Der Dax hat mit dem schwachen Wochenschluss an den Kursrutsch vom Donnerstag angeknüpft. Der deutsche Leitindex büßte seine gesamten Gewinne aus dem noch jungen Börsenjahr 2018 komplett ein.

Zu Handelsbeginn kam Druck von der Währungsseite, als der Euro zeitweise über der Marke von 1,25 US-Dollar stand. Gegen Nachmittag fiel der Euro nach einem starken US-Arbeitsmarktbericht wieder auf 1,24 Dollar. Damit notiert die Gemeinschaftswährung noch immer auf einem vergleichsweise hohen Niveau.

Zudem belasteten schwache Bilanzen. Im Fokus stand vor allem der Geschäftsbericht der Deutschen Bank. Das Geldhaus enttäuschte die Anleger mit den Zahlen. Das Papier rutschte um zeitweise sieben Prozent auf den tiefsten Stand seit Ende September.

Auch die Wallstreet konnte den Börsen hierzulande nicht helfen. Angst vor weiter steigenden Zinsen trieb die Anleger in Scharen aus dem Markt, wie ein deutlicher Kursrutsch beim Dow Jones Industrial um 2,5 Prozent auf 25 521 Punkte zeigte. Im Wochenverlauf weitete der Leitindex sein Minus damit auf mehr als vier Prozent aus. Er erlitt so den schärfsten prozentualen Wochenverlust seit zwei Jahren. Auf Tagesbasis war es das größte Minus seit Juni 2016.

Steigende Zinserwartungen sorgten nach der Rekordjagd der vergangenen Wochen für eine Welle an Gewinnmitnahmen. Manfred Bucher von der BayernLB sprach am Vortag bereits von einem „überhitzten US-Aktienmarkt“ und erhöhten Korrekturgefahren. Öl ins Feuer gossen nun die Arbeitsmarktdaten mit einer unerwartet starken Lohnentwicklung, die über die Inflationserwartungen den geldpolitischen Spielraum der US-Notenbank Fed erhöht – ein Szenario, bei dem Investoren angesichts steigender Anleiherenditen die Lust auf Aktien vergeht. Zehnjährige US-Anleihen rentieren so hoch wie seit vier Jahren nicht mehr.

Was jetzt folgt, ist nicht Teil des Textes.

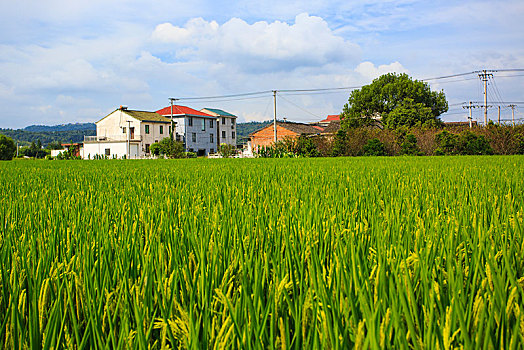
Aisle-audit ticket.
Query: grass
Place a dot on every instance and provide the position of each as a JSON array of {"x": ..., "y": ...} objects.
[{"x": 263, "y": 253}]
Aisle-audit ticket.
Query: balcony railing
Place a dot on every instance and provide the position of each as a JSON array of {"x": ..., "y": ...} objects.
[{"x": 109, "y": 138}]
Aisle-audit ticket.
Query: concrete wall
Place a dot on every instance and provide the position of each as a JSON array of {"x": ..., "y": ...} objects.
[
  {"x": 228, "y": 128},
  {"x": 112, "y": 126},
  {"x": 203, "y": 137},
  {"x": 154, "y": 133}
]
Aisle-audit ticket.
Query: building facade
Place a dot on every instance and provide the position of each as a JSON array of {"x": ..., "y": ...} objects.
[
  {"x": 226, "y": 126},
  {"x": 127, "y": 134},
  {"x": 196, "y": 129}
]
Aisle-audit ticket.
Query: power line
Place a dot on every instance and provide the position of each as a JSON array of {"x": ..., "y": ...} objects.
[
  {"x": 449, "y": 76},
  {"x": 302, "y": 109}
]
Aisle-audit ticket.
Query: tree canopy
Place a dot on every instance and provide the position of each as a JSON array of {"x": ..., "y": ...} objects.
[{"x": 396, "y": 100}]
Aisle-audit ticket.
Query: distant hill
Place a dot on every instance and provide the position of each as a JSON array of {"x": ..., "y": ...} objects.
[{"x": 64, "y": 133}]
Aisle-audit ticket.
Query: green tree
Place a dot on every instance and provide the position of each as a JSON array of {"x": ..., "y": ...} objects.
[
  {"x": 409, "y": 146},
  {"x": 7, "y": 148},
  {"x": 396, "y": 100},
  {"x": 374, "y": 148}
]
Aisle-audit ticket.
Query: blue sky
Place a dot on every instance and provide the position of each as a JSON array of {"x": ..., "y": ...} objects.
[{"x": 75, "y": 61}]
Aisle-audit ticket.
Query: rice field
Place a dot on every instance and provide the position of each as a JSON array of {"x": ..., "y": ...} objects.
[{"x": 263, "y": 253}]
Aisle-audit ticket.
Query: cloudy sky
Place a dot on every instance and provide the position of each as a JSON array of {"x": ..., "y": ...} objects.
[{"x": 75, "y": 61}]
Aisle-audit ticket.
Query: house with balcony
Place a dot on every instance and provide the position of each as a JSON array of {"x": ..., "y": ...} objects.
[
  {"x": 126, "y": 133},
  {"x": 196, "y": 129},
  {"x": 226, "y": 126}
]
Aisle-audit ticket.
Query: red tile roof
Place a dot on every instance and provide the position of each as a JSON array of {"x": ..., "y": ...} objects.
[
  {"x": 178, "y": 110},
  {"x": 331, "y": 118}
]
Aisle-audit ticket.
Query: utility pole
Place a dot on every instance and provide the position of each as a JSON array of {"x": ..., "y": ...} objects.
[
  {"x": 128, "y": 139},
  {"x": 470, "y": 107},
  {"x": 275, "y": 114},
  {"x": 484, "y": 76},
  {"x": 512, "y": 113}
]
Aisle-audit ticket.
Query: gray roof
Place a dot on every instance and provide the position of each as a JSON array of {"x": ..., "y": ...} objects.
[
  {"x": 147, "y": 116},
  {"x": 220, "y": 112}
]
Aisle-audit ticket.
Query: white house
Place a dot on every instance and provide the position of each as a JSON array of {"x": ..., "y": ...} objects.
[
  {"x": 126, "y": 133},
  {"x": 226, "y": 126},
  {"x": 196, "y": 129}
]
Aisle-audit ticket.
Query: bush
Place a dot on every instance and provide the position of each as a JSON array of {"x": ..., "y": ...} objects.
[
  {"x": 374, "y": 147},
  {"x": 464, "y": 143},
  {"x": 7, "y": 148},
  {"x": 409, "y": 146}
]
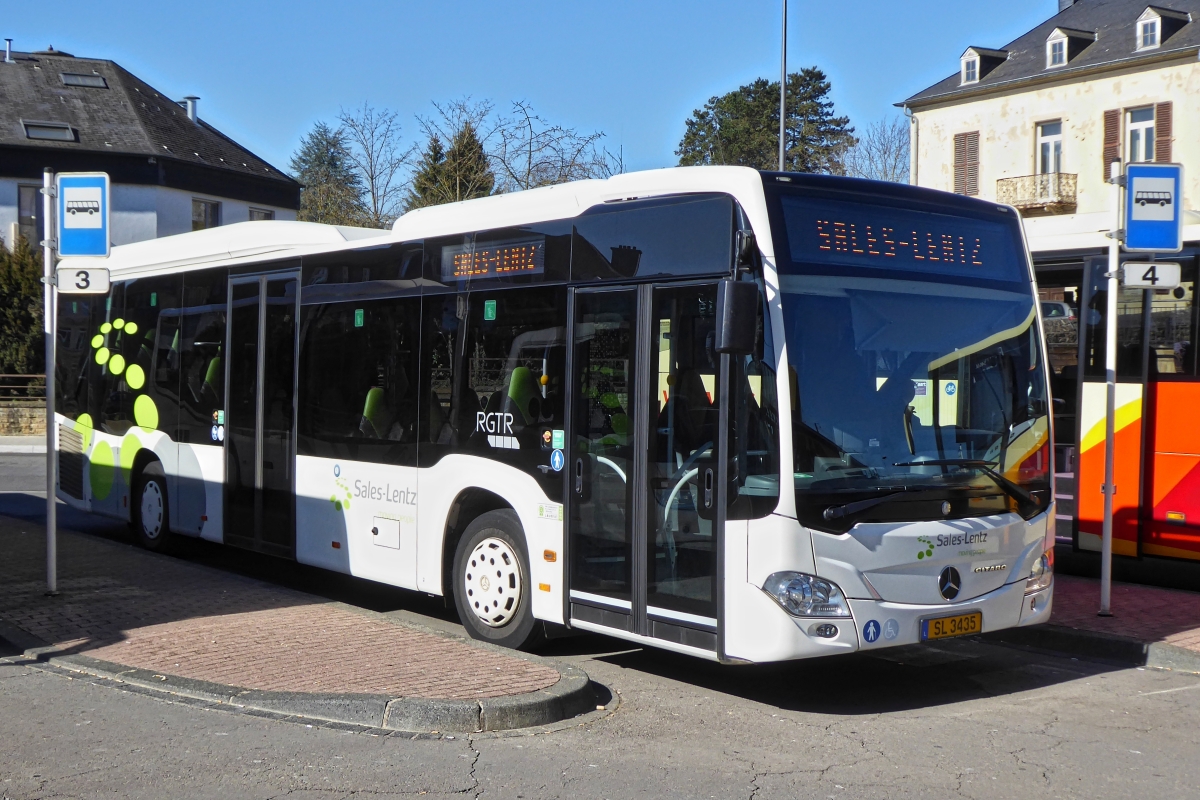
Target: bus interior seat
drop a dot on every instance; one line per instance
(377, 419)
(523, 388)
(214, 377)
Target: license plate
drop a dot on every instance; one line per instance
(945, 627)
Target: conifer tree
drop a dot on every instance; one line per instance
(333, 190)
(742, 127)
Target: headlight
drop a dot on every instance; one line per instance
(1042, 575)
(805, 595)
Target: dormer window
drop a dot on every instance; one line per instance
(971, 71)
(1156, 25)
(1065, 43)
(978, 62)
(1147, 35)
(1056, 56)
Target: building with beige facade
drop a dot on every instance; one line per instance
(1037, 124)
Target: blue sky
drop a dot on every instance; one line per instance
(268, 70)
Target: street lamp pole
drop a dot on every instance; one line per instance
(783, 90)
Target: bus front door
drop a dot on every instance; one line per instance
(259, 417)
(643, 516)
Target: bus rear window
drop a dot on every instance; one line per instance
(823, 234)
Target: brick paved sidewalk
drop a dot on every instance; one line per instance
(126, 606)
(1143, 613)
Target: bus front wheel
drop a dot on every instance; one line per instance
(491, 582)
(150, 516)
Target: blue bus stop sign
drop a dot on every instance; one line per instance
(1153, 208)
(83, 214)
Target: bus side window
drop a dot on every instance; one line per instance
(202, 331)
(439, 342)
(148, 371)
(359, 380)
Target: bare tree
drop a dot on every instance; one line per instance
(881, 152)
(378, 157)
(529, 152)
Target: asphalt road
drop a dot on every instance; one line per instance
(963, 719)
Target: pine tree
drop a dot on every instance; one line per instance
(460, 172)
(468, 173)
(427, 176)
(333, 190)
(22, 343)
(742, 127)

Auch die weiteren Indizes standen am Freitag heftig unter Druck. Der breit gefasste S&P 500 fiel um gut zwei Prozent auf 2762 Punkte. Der technologielastige Auswahlindex NASDAQ 100 sackte um zwei Prozent auf 6760 Punkte ab.

Positives gab es von Amazon zu vermelden. Die Aktien des Handelskonzerns erreichten knapp unter 1500 Dollar einen neuen Rekordstand, bevor sie etwas zurückruderten. Zuletzt kletterten sie noch um knapp drei Prozent. Nach einem starken Weihnachtsgeschäft und angesichts boomender Cloud-Dienste erhöhten Analysten reihenweise ihre Kursziele. Goldman Sachs sieht mit seinem neuen Ziel von 1825 Dollar noch deutliches Kurspotenzial.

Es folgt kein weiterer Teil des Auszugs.